Migration: Due to the long induction period between exposure to a carcinogen and development of disease, some exposed members of a population may no longer be living in the community where a cluster develops, resulting in under-counting of cases. Conversely, a case contributing to the overall cancer cluster may have been exposed to a carcinogen from an earlier exposure in a different geographic region resulting in over-counting of cases. In either situation, population movement in or out of a community may result in misclassification of exposure [55]. The effect of migration on cluster investigations may be particularly pronounced and difficult to assess if migrants and those who do not change residence differ with respect to socioeconomic, exposure, demographic or health-related characteristics [56].

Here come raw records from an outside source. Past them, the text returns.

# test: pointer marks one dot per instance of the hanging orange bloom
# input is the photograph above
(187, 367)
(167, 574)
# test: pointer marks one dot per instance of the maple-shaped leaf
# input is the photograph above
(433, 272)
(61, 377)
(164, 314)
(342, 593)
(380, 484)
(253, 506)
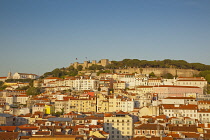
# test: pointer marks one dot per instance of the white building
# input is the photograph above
(24, 76)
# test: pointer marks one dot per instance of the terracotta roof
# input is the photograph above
(191, 128)
(9, 135)
(191, 135)
(150, 127)
(186, 107)
(172, 86)
(8, 128)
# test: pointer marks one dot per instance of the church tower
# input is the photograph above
(9, 76)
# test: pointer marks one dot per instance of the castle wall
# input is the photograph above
(160, 71)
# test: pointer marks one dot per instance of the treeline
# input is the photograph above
(126, 63)
(167, 63)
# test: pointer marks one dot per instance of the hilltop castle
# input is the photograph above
(86, 64)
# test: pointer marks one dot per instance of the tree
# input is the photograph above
(152, 74)
(33, 91)
(79, 68)
(1, 83)
(207, 77)
(168, 76)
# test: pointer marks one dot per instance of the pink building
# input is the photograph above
(178, 91)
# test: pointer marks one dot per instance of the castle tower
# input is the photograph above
(104, 62)
(94, 62)
(75, 65)
(85, 64)
(9, 76)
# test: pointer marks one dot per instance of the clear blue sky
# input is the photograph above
(37, 36)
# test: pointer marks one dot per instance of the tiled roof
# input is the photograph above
(9, 135)
(8, 128)
(186, 107)
(150, 127)
(191, 128)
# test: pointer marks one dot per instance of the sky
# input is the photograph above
(37, 36)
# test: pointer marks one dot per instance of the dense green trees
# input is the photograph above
(168, 76)
(167, 63)
(96, 67)
(206, 75)
(33, 91)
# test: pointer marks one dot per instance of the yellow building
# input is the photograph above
(49, 109)
(82, 104)
(118, 125)
(102, 103)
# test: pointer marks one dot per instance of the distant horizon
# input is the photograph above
(80, 62)
(38, 36)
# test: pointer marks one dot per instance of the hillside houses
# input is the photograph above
(109, 106)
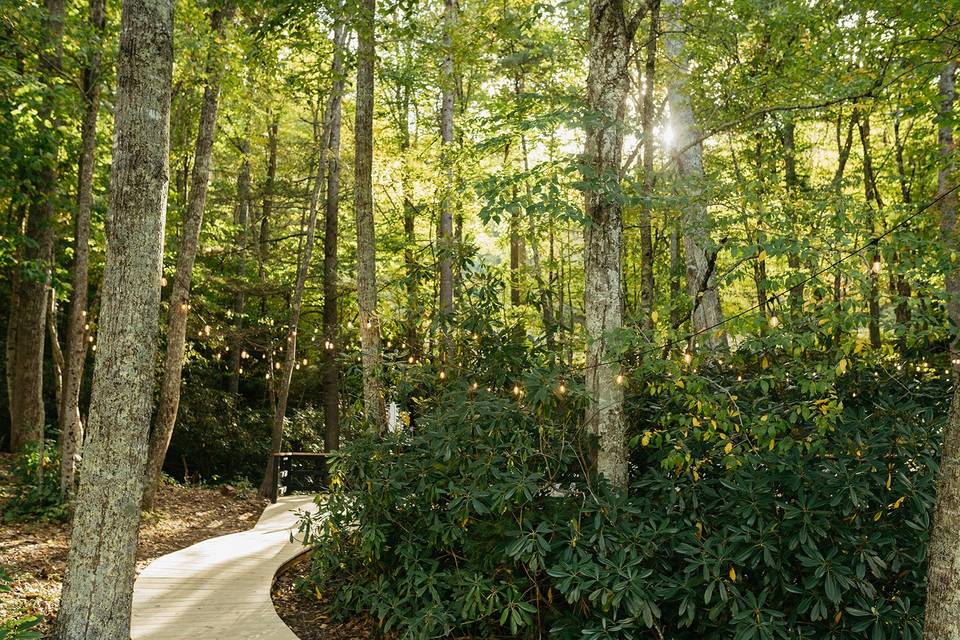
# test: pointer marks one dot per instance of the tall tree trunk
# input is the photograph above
(371, 356)
(942, 621)
(445, 240)
(178, 310)
(688, 157)
(97, 591)
(647, 287)
(71, 426)
(263, 241)
(242, 220)
(331, 324)
(610, 37)
(27, 417)
(325, 142)
(792, 183)
(871, 194)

Challenges related to cancer registries: Population-based cancer registries are the best source of data for measuring cancer burden in a geographic area and over time [57]. Cancer registries in the USA are certified annually by the North American Association of Central Cancer Registries based on the completeness, timeliness, and accuracy of data, which has contributed to highly standardized and reliable data. While these registries are fundamental to understanding the distribution of cancer in time and space, they do not currently contain all of the information necessary for investigating cancer clusters (e.g., residential history). As information reported to the registries comes exclusively from medical records, most data on personal behavioral risk factors or environmental exposures are not captured. Complete ascertainment of cancer cases can take up to two years from the date of diagnosis, due to local reporting laws and the complexity of the data [58]. For this reason, using registry data to confirm a reported excess of cancer cases can delay confirmation for up to two years.

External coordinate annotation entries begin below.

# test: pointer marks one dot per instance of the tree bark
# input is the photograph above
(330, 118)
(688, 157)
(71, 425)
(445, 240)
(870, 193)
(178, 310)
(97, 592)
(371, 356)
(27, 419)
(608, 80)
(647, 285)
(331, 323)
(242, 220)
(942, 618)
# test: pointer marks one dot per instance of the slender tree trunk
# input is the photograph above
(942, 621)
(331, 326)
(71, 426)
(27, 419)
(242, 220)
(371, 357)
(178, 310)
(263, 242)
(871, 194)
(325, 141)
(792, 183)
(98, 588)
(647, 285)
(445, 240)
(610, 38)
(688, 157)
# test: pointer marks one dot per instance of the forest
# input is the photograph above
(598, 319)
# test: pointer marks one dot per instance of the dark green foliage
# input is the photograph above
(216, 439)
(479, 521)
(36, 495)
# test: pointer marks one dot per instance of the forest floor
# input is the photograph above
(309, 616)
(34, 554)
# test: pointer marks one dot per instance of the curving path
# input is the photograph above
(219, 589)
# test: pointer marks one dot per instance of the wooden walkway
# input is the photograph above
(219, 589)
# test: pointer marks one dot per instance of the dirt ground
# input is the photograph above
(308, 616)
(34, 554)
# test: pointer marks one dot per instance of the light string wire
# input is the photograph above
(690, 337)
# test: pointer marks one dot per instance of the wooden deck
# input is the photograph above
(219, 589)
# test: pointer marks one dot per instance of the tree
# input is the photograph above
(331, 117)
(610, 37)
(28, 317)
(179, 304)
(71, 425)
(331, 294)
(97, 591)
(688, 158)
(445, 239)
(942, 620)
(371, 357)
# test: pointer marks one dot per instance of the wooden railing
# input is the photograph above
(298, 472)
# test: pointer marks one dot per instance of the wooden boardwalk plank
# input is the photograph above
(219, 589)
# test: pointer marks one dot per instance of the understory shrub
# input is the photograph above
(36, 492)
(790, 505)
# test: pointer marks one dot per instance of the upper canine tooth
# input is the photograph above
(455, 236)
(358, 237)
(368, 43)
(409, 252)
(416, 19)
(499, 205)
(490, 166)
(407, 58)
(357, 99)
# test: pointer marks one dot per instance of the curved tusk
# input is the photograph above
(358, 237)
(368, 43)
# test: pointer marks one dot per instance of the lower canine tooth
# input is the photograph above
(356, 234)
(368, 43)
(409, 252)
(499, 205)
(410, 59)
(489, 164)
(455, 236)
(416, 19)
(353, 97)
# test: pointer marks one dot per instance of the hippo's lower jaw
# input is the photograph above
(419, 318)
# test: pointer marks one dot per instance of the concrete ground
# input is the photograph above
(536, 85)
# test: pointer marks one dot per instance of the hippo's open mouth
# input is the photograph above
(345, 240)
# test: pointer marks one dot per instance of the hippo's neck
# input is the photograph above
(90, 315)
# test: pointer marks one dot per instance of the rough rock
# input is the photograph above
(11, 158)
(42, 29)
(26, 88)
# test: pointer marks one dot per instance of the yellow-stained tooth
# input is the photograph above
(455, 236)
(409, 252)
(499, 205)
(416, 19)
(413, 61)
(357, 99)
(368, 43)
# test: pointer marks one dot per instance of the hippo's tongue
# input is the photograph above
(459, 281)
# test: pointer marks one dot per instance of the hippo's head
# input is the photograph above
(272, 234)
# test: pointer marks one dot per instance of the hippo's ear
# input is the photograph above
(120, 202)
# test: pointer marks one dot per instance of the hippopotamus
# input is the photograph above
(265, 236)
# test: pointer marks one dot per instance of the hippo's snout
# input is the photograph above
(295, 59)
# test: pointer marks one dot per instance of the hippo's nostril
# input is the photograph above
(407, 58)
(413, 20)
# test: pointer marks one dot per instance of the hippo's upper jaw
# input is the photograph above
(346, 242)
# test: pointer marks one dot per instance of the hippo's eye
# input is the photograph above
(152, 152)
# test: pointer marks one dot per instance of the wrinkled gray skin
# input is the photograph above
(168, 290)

4. Proposed Novel or Under-explored Approaches for Investigating Cancer Clusters

The previously noted lack of success in identifying environmental risk factors through investigations of residential clusters indicates a need for fundamentally novel—rather than incrementally improved—approaches. Several novel or under-explored potentially productive approaches are described, each in different stages of development by academic researchers and/or health agencies. Each approach has advantages as well as obstacles to its implementation. We recognize that adoption of new tools will likely require additional resources that may not be currently available to public health agencies or academic researchers and that obtaining necessary resources may require concerted and combined efforts of state/federal health agencies and academic research institutions. However, the addition of one or more of these tools to the current armamentarium may help in advancing our ability to detect clusters and improve our understanding of etiology of disease clusters.

4.1. Rapid Case Ascertainment

As mentioned previously, an important barrier to cluster investigations is the time lag between diagnosis and complete enumeration of cases in cancer registries, potentially resulting in a missed possible cluster that would only be detected when all reporting for that time period is complete. This time lag could be avoided or minimized though rapid case ascertainment (RCA) methods whereby initial information about newly diagnosed cases is obtained through expedient transmission of pathology reports [59]. The modern RCA systems such as ePath collect electronic pathology reports and notify registry personnel or eligible researchers about new cancer cases with very little delay thereby allowing continuous assessment of cancer occurrence [60]. More recently developed approaches take advantage of the ePath technology by using natural language and knowledge-based processing to identify relevant tumor information in free text pathology reports. Software performing these tasks is currently being tested at several cancer registries [61]. Although modern RCA methods could play an important role in cluster investigations, their full integration into day-to-day cancer surveillance practices will likely take several years. Meanwhile, improving timeliness and completeness of cancer registration should be emphasized [60,62] by utilizing informatics technology including RCA methods and matching with relevant and evolving medical record databases.

4.2. Reconstructing Residential History

As nearly all cancers have protracted latency, current address, which is readily ascertained from the registry data, may be less important than residential history. Until recently, this presented a nearly insurmountable methodological limitation of cluster investigations, which had to use interviews to account for residential mobility. In recent years, however, residential history data have become increasingly available through population directories. Many of these directories are commercially available and could be used to construct residential histories during a cluster investigation.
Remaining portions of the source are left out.